The 2015 Housing Market: A National Perspective | How Housing Matters

The 2015 Housing Market: A National Perspective

October 14, 2015  
 
 
 

The U.S. housing market continues to feel the lingering effects of the 2008 financial crash. The latest installment of the State of the Nation’s Housing, an annual publication by the Joint Center for Housing Studies at Harvard University, delves into the intricacies of the current housing market using the latest data. Many homeowners continue to owe more on their homes than they are worth, and may have damaged credit histories that make it harder for them to purchase new homes. Young people are saddled with thousands of dollars in student loan debt, and many are delaying starting their own households. Stagnant wages have made it harder for people to save for downpayments, and stricter credit requirements have made buying more difficult. Overall, the housing market continues to be stalled, despite substantial growth in multifamily starts. The rental market, in particular, is under pressure and an increasing number of renters are cost-burdened.

Major findings on homeownership:

  • Homeownership is at 20-year lows: 64.5% in 2014 and 63.7% in the first quarter of 2015.
  • Homeownership rates would be lower if not for two factors: the Baby Boomers moving into the age with historically highest levels of homeownership, and  the unusually high homeownership rates of seniors.
  • Generation X declined in rates of homeownership the most of any age group.
  • The Great Recession precipitated unnecessarily tight credit standards. According to the Urban Institute, from 2001 to 2013, home purchase loans among borrowers with scores between 660 and 720 dropped 37%.
  • There has been a shift in the type of existing home sales, from distressed properties to traditional properties.
  • April 2015 was the 32nd consecutive month that existing home sales were below a six-month supply, considered the measure of a balanced market.

Major findings on rental housing:

  • The growth in rental households from 2004-2014 is the highest in any 10 year period since the late 1980s. In total, 3.2 million single-family detached homes entered the rental market in this time, and developers have added 1.2 million apartment starts since 2010.
  • Despite the increase in rental stock, the rental market continues to tighten, with vacancy rates at their lowest in 20 years: 7.6%. As a consequence, rents rose 3.2% in 2014, twice the rate of inflation.
  • Despite the growth in multifamily building, construction remains weak, with only 1 million housing units started in 2014. Prior to the downturn, this rate would have been the lowest in 50 years. This low rate of housing starts is largely due to very low levels of single-family construction.

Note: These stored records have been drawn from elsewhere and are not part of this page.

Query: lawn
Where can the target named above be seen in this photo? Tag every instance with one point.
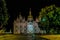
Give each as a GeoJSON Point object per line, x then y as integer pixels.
{"type": "Point", "coordinates": [21, 37]}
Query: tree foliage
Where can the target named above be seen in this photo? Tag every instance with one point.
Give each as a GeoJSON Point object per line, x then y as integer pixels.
{"type": "Point", "coordinates": [3, 14]}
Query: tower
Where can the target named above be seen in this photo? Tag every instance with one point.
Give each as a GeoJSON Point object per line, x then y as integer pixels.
{"type": "Point", "coordinates": [30, 17]}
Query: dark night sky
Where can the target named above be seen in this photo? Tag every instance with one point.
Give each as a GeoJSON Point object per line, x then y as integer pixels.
{"type": "Point", "coordinates": [15, 6]}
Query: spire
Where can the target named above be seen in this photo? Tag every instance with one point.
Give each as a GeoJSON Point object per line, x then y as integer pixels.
{"type": "Point", "coordinates": [30, 16]}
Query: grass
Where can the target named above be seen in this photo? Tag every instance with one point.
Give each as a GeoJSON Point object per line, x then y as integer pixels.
{"type": "Point", "coordinates": [21, 37]}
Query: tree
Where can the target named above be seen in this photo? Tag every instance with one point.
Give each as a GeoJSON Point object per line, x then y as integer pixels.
{"type": "Point", "coordinates": [50, 17]}
{"type": "Point", "coordinates": [3, 14]}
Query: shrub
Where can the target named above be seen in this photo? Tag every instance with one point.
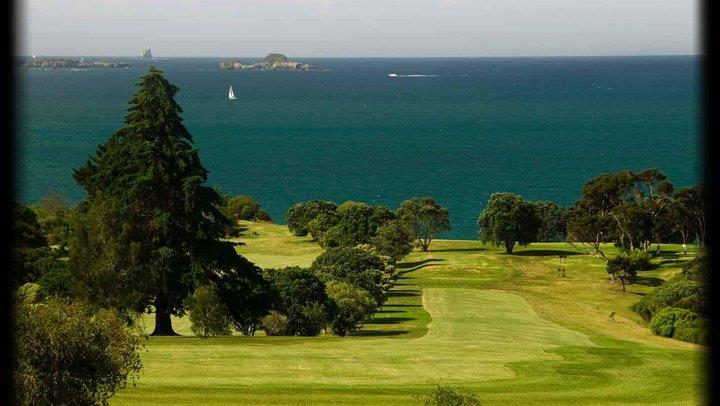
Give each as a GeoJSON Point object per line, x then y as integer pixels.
{"type": "Point", "coordinates": [208, 314]}
{"type": "Point", "coordinates": [640, 260]}
{"type": "Point", "coordinates": [275, 324]}
{"type": "Point", "coordinates": [69, 353]}
{"type": "Point", "coordinates": [394, 240]}
{"type": "Point", "coordinates": [352, 265]}
{"type": "Point", "coordinates": [353, 306]}
{"type": "Point", "coordinates": [664, 322]}
{"type": "Point", "coordinates": [447, 396]}
{"type": "Point", "coordinates": [300, 295]}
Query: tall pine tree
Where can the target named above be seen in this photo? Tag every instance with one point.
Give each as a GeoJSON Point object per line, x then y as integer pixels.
{"type": "Point", "coordinates": [149, 225]}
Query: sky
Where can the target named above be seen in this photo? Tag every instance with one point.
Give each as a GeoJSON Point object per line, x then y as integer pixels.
{"type": "Point", "coordinates": [358, 28]}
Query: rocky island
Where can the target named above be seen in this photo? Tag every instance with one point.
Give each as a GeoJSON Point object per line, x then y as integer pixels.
{"type": "Point", "coordinates": [270, 62]}
{"type": "Point", "coordinates": [56, 63]}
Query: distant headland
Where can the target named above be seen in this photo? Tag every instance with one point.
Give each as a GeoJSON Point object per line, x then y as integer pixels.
{"type": "Point", "coordinates": [270, 62]}
{"type": "Point", "coordinates": [56, 63]}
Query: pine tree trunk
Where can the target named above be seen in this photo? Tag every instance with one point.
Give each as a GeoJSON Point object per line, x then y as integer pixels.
{"type": "Point", "coordinates": [163, 323]}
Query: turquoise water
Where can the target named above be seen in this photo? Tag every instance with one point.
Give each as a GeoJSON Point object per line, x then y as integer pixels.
{"type": "Point", "coordinates": [539, 127]}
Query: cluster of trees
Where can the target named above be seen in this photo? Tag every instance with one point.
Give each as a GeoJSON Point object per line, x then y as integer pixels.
{"type": "Point", "coordinates": [630, 210]}
{"type": "Point", "coordinates": [680, 308]}
{"type": "Point", "coordinates": [508, 220]}
{"type": "Point", "coordinates": [353, 223]}
{"type": "Point", "coordinates": [633, 210]}
{"type": "Point", "coordinates": [342, 288]}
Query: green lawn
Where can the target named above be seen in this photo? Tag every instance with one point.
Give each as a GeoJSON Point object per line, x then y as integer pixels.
{"type": "Point", "coordinates": [503, 326]}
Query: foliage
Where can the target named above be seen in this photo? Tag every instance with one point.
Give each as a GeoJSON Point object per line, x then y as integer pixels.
{"type": "Point", "coordinates": [353, 306]}
{"type": "Point", "coordinates": [354, 266]}
{"type": "Point", "coordinates": [425, 219]}
{"type": "Point", "coordinates": [300, 295]}
{"type": "Point", "coordinates": [300, 214]}
{"type": "Point", "coordinates": [508, 219]}
{"type": "Point", "coordinates": [664, 322]}
{"type": "Point", "coordinates": [161, 217]}
{"type": "Point", "coordinates": [69, 353]}
{"type": "Point", "coordinates": [552, 221]}
{"type": "Point", "coordinates": [448, 396]}
{"type": "Point", "coordinates": [244, 208]}
{"type": "Point", "coordinates": [394, 240]}
{"type": "Point", "coordinates": [622, 268]}
{"type": "Point", "coordinates": [275, 324]}
{"type": "Point", "coordinates": [245, 293]}
{"type": "Point", "coordinates": [208, 314]}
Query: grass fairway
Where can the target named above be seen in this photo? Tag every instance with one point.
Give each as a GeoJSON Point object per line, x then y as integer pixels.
{"type": "Point", "coordinates": [505, 327]}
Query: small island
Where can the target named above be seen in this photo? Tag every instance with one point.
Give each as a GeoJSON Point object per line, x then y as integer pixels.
{"type": "Point", "coordinates": [270, 62]}
{"type": "Point", "coordinates": [57, 63]}
{"type": "Point", "coordinates": [146, 54]}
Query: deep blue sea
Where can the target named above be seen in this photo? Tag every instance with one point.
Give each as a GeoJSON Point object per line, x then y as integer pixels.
{"type": "Point", "coordinates": [539, 127]}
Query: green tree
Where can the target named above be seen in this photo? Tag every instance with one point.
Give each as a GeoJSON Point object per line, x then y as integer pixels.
{"type": "Point", "coordinates": [508, 220]}
{"type": "Point", "coordinates": [425, 219]}
{"type": "Point", "coordinates": [394, 240]}
{"type": "Point", "coordinates": [354, 266]}
{"type": "Point", "coordinates": [553, 222]}
{"type": "Point", "coordinates": [353, 306]}
{"type": "Point", "coordinates": [70, 353]}
{"type": "Point", "coordinates": [300, 214]}
{"type": "Point", "coordinates": [162, 217]}
{"type": "Point", "coordinates": [621, 267]}
{"type": "Point", "coordinates": [300, 295]}
{"type": "Point", "coordinates": [208, 314]}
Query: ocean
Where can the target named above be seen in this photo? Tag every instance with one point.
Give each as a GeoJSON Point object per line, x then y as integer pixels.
{"type": "Point", "coordinates": [456, 129]}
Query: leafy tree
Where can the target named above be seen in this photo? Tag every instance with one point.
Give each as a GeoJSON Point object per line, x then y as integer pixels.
{"type": "Point", "coordinates": [244, 208]}
{"type": "Point", "coordinates": [507, 220]}
{"type": "Point", "coordinates": [162, 216]}
{"type": "Point", "coordinates": [245, 293]}
{"type": "Point", "coordinates": [353, 306]}
{"type": "Point", "coordinates": [621, 267]}
{"type": "Point", "coordinates": [301, 214]}
{"type": "Point", "coordinates": [30, 254]}
{"type": "Point", "coordinates": [300, 296]}
{"type": "Point", "coordinates": [208, 314]}
{"type": "Point", "coordinates": [425, 219]}
{"type": "Point", "coordinates": [552, 217]}
{"type": "Point", "coordinates": [394, 240]}
{"type": "Point", "coordinates": [356, 224]}
{"type": "Point", "coordinates": [693, 202]}
{"type": "Point", "coordinates": [69, 353]}
{"type": "Point", "coordinates": [354, 266]}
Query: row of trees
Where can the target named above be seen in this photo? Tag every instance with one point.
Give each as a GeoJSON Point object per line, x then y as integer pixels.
{"type": "Point", "coordinates": [353, 223]}
{"type": "Point", "coordinates": [631, 210]}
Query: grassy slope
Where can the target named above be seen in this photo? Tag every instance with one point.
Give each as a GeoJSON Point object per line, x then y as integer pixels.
{"type": "Point", "coordinates": [506, 327]}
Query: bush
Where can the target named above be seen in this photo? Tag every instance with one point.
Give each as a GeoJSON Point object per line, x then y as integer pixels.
{"type": "Point", "coordinates": [447, 396]}
{"type": "Point", "coordinates": [353, 306]}
{"type": "Point", "coordinates": [300, 295]}
{"type": "Point", "coordinates": [664, 322]}
{"type": "Point", "coordinates": [275, 324]}
{"type": "Point", "coordinates": [640, 260]}
{"type": "Point", "coordinates": [69, 353]}
{"type": "Point", "coordinates": [352, 265]}
{"type": "Point", "coordinates": [208, 314]}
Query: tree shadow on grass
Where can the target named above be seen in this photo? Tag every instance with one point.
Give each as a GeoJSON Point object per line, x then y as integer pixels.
{"type": "Point", "coordinates": [388, 320]}
{"type": "Point", "coordinates": [544, 253]}
{"type": "Point", "coordinates": [380, 333]}
{"type": "Point", "coordinates": [648, 281]}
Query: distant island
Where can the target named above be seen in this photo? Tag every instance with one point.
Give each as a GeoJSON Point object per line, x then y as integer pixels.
{"type": "Point", "coordinates": [146, 54]}
{"type": "Point", "coordinates": [56, 63]}
{"type": "Point", "coordinates": [270, 62]}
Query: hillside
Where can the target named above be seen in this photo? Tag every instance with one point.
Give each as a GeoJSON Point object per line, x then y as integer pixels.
{"type": "Point", "coordinates": [505, 327]}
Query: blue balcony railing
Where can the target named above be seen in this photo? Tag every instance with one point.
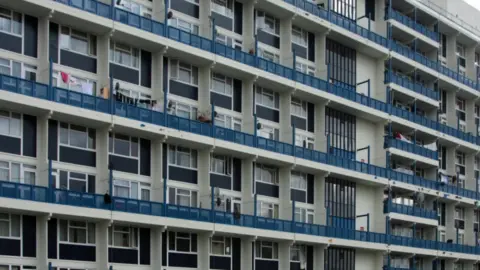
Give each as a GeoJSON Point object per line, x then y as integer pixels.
{"type": "Point", "coordinates": [403, 19]}
{"type": "Point", "coordinates": [409, 210]}
{"type": "Point", "coordinates": [412, 148]}
{"type": "Point", "coordinates": [391, 77]}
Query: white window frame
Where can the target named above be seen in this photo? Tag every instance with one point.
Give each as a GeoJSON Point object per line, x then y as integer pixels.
{"type": "Point", "coordinates": [14, 18]}
{"type": "Point", "coordinates": [134, 55]}
{"type": "Point", "coordinates": [224, 243]}
{"type": "Point", "coordinates": [89, 229]}
{"type": "Point", "coordinates": [88, 147]}
{"type": "Point", "coordinates": [66, 36]}
{"type": "Point", "coordinates": [132, 236]}
{"type": "Point", "coordinates": [192, 196]}
{"type": "Point", "coordinates": [259, 245]}
{"type": "Point", "coordinates": [131, 186]}
{"type": "Point", "coordinates": [15, 124]}
{"type": "Point", "coordinates": [176, 150]}
{"type": "Point", "coordinates": [134, 152]}
{"type": "Point", "coordinates": [176, 66]}
{"type": "Point", "coordinates": [221, 164]}
{"type": "Point", "coordinates": [13, 233]}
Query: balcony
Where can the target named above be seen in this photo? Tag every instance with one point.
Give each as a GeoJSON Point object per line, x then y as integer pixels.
{"type": "Point", "coordinates": [389, 206]}
{"type": "Point", "coordinates": [407, 21]}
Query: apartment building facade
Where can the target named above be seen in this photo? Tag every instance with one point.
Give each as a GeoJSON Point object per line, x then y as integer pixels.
{"type": "Point", "coordinates": [239, 134]}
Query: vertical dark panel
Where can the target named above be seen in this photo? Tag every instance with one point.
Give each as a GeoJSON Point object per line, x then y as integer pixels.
{"type": "Point", "coordinates": [237, 174]}
{"type": "Point", "coordinates": [165, 73]}
{"type": "Point", "coordinates": [144, 246]}
{"type": "Point", "coordinates": [29, 236]}
{"type": "Point", "coordinates": [310, 188]}
{"type": "Point", "coordinates": [146, 69]}
{"type": "Point", "coordinates": [145, 151]}
{"type": "Point", "coordinates": [311, 47]}
{"type": "Point", "coordinates": [237, 95]}
{"type": "Point", "coordinates": [310, 117]}
{"type": "Point", "coordinates": [236, 254]}
{"type": "Point", "coordinates": [238, 18]}
{"type": "Point", "coordinates": [52, 139]}
{"type": "Point", "coordinates": [52, 238]}
{"type": "Point", "coordinates": [53, 40]}
{"type": "Point", "coordinates": [29, 135]}
{"type": "Point", "coordinates": [30, 41]}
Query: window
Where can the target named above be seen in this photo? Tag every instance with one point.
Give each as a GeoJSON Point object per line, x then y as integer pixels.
{"type": "Point", "coordinates": [229, 122]}
{"type": "Point", "coordinates": [9, 225]}
{"type": "Point", "coordinates": [299, 108]}
{"type": "Point", "coordinates": [182, 156]}
{"type": "Point", "coordinates": [131, 189]}
{"type": "Point", "coordinates": [221, 165]}
{"type": "Point", "coordinates": [266, 250]}
{"type": "Point", "coordinates": [182, 242]}
{"type": "Point", "coordinates": [124, 55]}
{"type": "Point", "coordinates": [10, 124]}
{"type": "Point", "coordinates": [266, 174]}
{"type": "Point", "coordinates": [297, 253]}
{"type": "Point", "coordinates": [222, 84]}
{"type": "Point", "coordinates": [184, 25]}
{"type": "Point", "coordinates": [183, 72]}
{"type": "Point", "coordinates": [220, 245]}
{"type": "Point", "coordinates": [267, 210]}
{"type": "Point", "coordinates": [77, 136]}
{"type": "Point", "coordinates": [10, 21]}
{"type": "Point", "coordinates": [123, 145]}
{"type": "Point", "coordinates": [267, 98]}
{"type": "Point", "coordinates": [78, 41]}
{"type": "Point", "coordinates": [224, 7]}
{"type": "Point", "coordinates": [123, 236]}
{"type": "Point", "coordinates": [182, 197]}
{"type": "Point", "coordinates": [267, 23]}
{"type": "Point", "coordinates": [182, 110]}
{"type": "Point", "coordinates": [299, 36]}
{"type": "Point", "coordinates": [78, 232]}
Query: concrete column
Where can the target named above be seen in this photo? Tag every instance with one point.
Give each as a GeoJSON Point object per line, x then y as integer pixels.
{"type": "Point", "coordinates": [42, 242]}
{"type": "Point", "coordinates": [469, 234]}
{"type": "Point", "coordinates": [284, 255]}
{"type": "Point", "coordinates": [102, 161]}
{"type": "Point", "coordinates": [452, 52]}
{"type": "Point", "coordinates": [248, 25]}
{"type": "Point", "coordinates": [286, 54]}
{"type": "Point", "coordinates": [285, 207]}
{"type": "Point", "coordinates": [103, 66]}
{"type": "Point", "coordinates": [319, 202]}
{"type": "Point", "coordinates": [156, 247]}
{"type": "Point", "coordinates": [470, 68]}
{"type": "Point", "coordinates": [319, 257]}
{"type": "Point", "coordinates": [157, 77]}
{"type": "Point", "coordinates": [320, 138]}
{"type": "Point", "coordinates": [42, 150]}
{"type": "Point", "coordinates": [204, 78]}
{"type": "Point", "coordinates": [450, 231]}
{"type": "Point", "coordinates": [101, 240]}
{"type": "Point", "coordinates": [470, 181]}
{"type": "Point", "coordinates": [205, 23]}
{"type": "Point", "coordinates": [247, 253]}
{"type": "Point", "coordinates": [320, 61]}
{"type": "Point", "coordinates": [157, 171]}
{"type": "Point", "coordinates": [285, 117]}
{"type": "Point", "coordinates": [451, 109]}
{"type": "Point", "coordinates": [204, 179]}
{"type": "Point", "coordinates": [203, 250]}
{"type": "Point", "coordinates": [248, 94]}
{"type": "Point", "coordinates": [43, 49]}
{"type": "Point", "coordinates": [248, 204]}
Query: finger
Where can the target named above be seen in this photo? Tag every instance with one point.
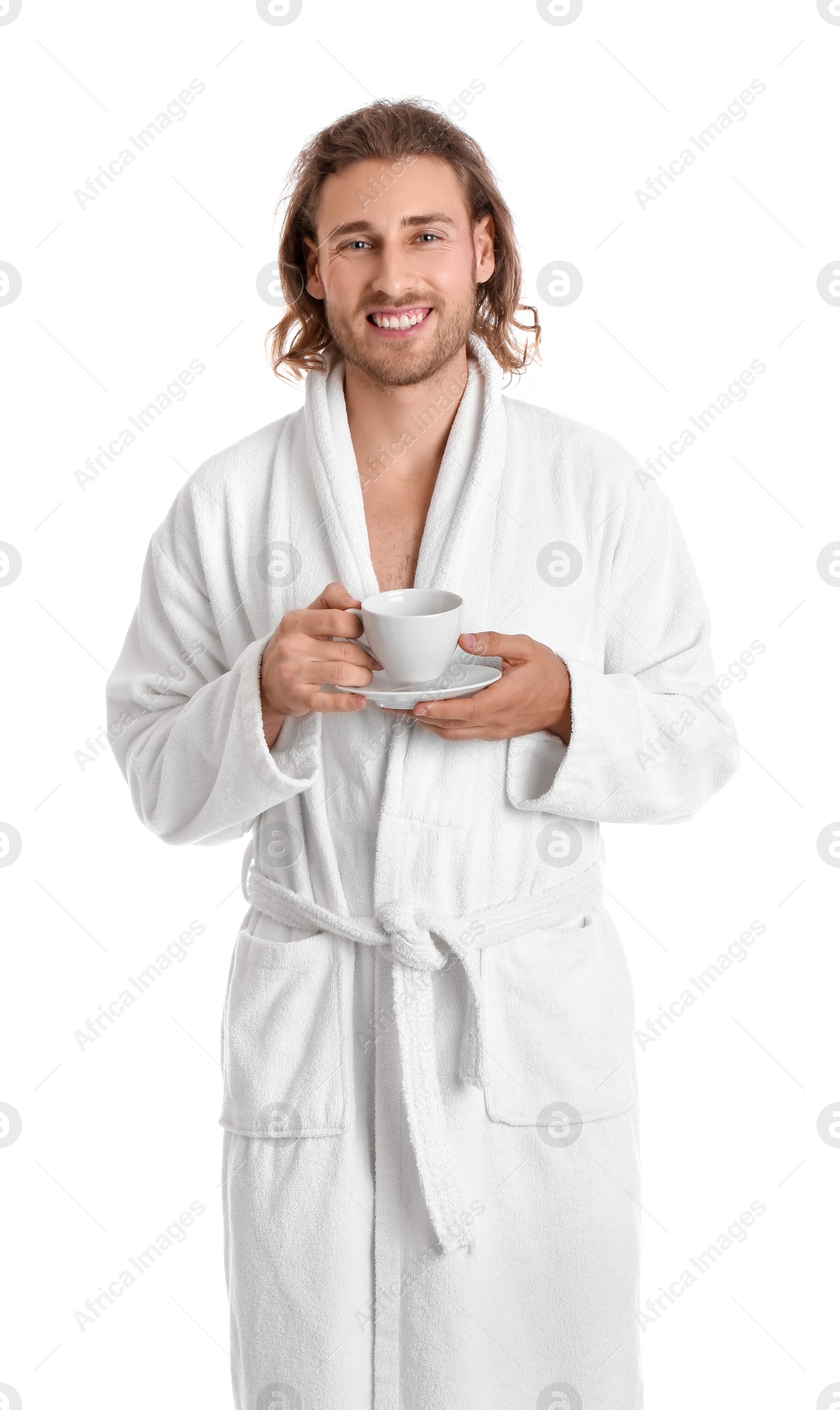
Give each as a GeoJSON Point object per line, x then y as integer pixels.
{"type": "Point", "coordinates": [318, 651]}
{"type": "Point", "coordinates": [337, 673]}
{"type": "Point", "coordinates": [329, 622]}
{"type": "Point", "coordinates": [481, 705]}
{"type": "Point", "coordinates": [326, 703]}
{"type": "Point", "coordinates": [336, 596]}
{"type": "Point", "coordinates": [495, 643]}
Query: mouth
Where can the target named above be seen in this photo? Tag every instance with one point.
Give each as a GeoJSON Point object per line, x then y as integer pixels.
{"type": "Point", "coordinates": [400, 323]}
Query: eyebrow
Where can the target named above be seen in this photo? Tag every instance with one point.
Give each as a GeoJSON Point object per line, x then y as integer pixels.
{"type": "Point", "coordinates": [354, 227]}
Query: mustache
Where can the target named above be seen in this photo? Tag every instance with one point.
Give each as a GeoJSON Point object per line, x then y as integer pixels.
{"type": "Point", "coordinates": [392, 304]}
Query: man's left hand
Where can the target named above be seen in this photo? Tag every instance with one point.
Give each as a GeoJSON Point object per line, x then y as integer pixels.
{"type": "Point", "coordinates": [534, 693]}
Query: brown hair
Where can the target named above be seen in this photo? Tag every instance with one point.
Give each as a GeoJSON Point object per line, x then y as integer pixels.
{"type": "Point", "coordinates": [396, 132]}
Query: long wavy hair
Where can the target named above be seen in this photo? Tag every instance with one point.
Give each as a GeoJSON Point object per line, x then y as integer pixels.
{"type": "Point", "coordinates": [391, 132]}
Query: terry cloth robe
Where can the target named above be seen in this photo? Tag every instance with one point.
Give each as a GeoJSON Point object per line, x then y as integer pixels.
{"type": "Point", "coordinates": [430, 1106]}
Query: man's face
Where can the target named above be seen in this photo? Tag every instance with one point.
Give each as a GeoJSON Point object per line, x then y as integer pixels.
{"type": "Point", "coordinates": [408, 257]}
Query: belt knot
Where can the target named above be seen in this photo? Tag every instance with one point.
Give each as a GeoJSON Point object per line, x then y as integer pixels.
{"type": "Point", "coordinates": [408, 941]}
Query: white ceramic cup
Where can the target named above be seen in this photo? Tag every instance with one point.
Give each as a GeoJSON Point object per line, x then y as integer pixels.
{"type": "Point", "coordinates": [412, 632]}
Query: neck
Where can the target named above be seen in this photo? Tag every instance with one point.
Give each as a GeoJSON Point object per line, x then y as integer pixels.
{"type": "Point", "coordinates": [402, 427]}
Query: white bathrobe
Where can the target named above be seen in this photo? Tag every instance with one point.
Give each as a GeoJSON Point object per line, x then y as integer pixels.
{"type": "Point", "coordinates": [432, 1141]}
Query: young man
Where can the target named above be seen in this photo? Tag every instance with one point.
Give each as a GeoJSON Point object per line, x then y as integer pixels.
{"type": "Point", "coordinates": [432, 1134]}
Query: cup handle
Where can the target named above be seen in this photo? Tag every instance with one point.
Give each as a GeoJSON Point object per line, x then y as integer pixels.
{"type": "Point", "coordinates": [360, 639]}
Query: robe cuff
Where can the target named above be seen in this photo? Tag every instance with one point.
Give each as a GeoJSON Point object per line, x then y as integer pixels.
{"type": "Point", "coordinates": [543, 773]}
{"type": "Point", "coordinates": [292, 763]}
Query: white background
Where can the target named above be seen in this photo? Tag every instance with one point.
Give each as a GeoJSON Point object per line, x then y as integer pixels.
{"type": "Point", "coordinates": [678, 297]}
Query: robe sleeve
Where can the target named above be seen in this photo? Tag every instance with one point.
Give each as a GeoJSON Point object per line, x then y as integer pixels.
{"type": "Point", "coordinates": [186, 727]}
{"type": "Point", "coordinates": [650, 740]}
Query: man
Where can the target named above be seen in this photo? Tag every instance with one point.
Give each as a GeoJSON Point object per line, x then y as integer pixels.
{"type": "Point", "coordinates": [432, 1134]}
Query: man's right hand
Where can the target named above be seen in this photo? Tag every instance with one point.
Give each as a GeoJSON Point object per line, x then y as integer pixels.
{"type": "Point", "coordinates": [302, 656]}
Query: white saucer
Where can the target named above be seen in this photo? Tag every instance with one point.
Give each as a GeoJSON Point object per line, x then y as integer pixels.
{"type": "Point", "coordinates": [456, 682]}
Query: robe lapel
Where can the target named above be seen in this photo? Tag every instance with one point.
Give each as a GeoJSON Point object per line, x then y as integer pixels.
{"type": "Point", "coordinates": [470, 470]}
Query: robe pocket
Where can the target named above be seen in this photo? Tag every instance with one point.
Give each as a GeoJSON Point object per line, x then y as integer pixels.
{"type": "Point", "coordinates": [559, 1026]}
{"type": "Point", "coordinates": [285, 1038]}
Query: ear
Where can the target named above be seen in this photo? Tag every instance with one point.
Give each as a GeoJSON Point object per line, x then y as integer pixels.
{"type": "Point", "coordinates": [484, 235]}
{"type": "Point", "coordinates": [313, 283]}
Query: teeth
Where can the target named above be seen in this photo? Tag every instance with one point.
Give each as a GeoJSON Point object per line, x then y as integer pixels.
{"type": "Point", "coordinates": [405, 320]}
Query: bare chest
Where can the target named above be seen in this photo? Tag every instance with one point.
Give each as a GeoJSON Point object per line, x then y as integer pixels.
{"type": "Point", "coordinates": [395, 530]}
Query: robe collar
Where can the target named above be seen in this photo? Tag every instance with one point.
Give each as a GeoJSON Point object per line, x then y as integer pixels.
{"type": "Point", "coordinates": [472, 463]}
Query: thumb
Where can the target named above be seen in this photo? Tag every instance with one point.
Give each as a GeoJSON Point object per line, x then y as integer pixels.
{"type": "Point", "coordinates": [494, 643]}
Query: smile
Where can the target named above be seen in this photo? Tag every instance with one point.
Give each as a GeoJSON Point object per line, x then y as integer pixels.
{"type": "Point", "coordinates": [398, 320]}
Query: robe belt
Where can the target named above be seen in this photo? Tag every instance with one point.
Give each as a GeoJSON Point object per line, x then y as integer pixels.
{"type": "Point", "coordinates": [405, 934]}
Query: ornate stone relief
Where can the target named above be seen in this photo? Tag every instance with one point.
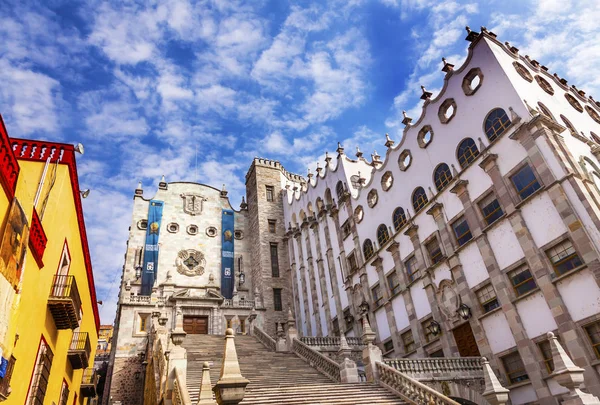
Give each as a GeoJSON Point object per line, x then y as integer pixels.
{"type": "Point", "coordinates": [192, 203]}
{"type": "Point", "coordinates": [190, 262]}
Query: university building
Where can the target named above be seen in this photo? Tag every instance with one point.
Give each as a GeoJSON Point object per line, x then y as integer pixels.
{"type": "Point", "coordinates": [475, 235]}
{"type": "Point", "coordinates": [48, 313]}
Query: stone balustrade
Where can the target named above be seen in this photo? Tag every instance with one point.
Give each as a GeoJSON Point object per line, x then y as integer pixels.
{"type": "Point", "coordinates": [317, 360]}
{"type": "Point", "coordinates": [264, 338]}
{"type": "Point", "coordinates": [439, 368]}
{"type": "Point", "coordinates": [410, 389]}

Major findings on household growth and incomes:

  • Median household income in 2013 was $51,900, equivalent to 1995 levels.
  • An increasing in net immigration, and in household formation among millennials may bode well for the future of the housing market. The size of the millennial generation alone has the potential to bring household growth to normal levels.
  • The share of cost-burdened owners declined to 25% while the share of cost-burdened renters remain at record highs of nearly 50%. In particular, moderate income families are increasingly cost-burdened. The share of renters earning between 30 thousand and 75 thousand dollars a year who are cost-burdened grew 7 and 6 percentage points, respectively.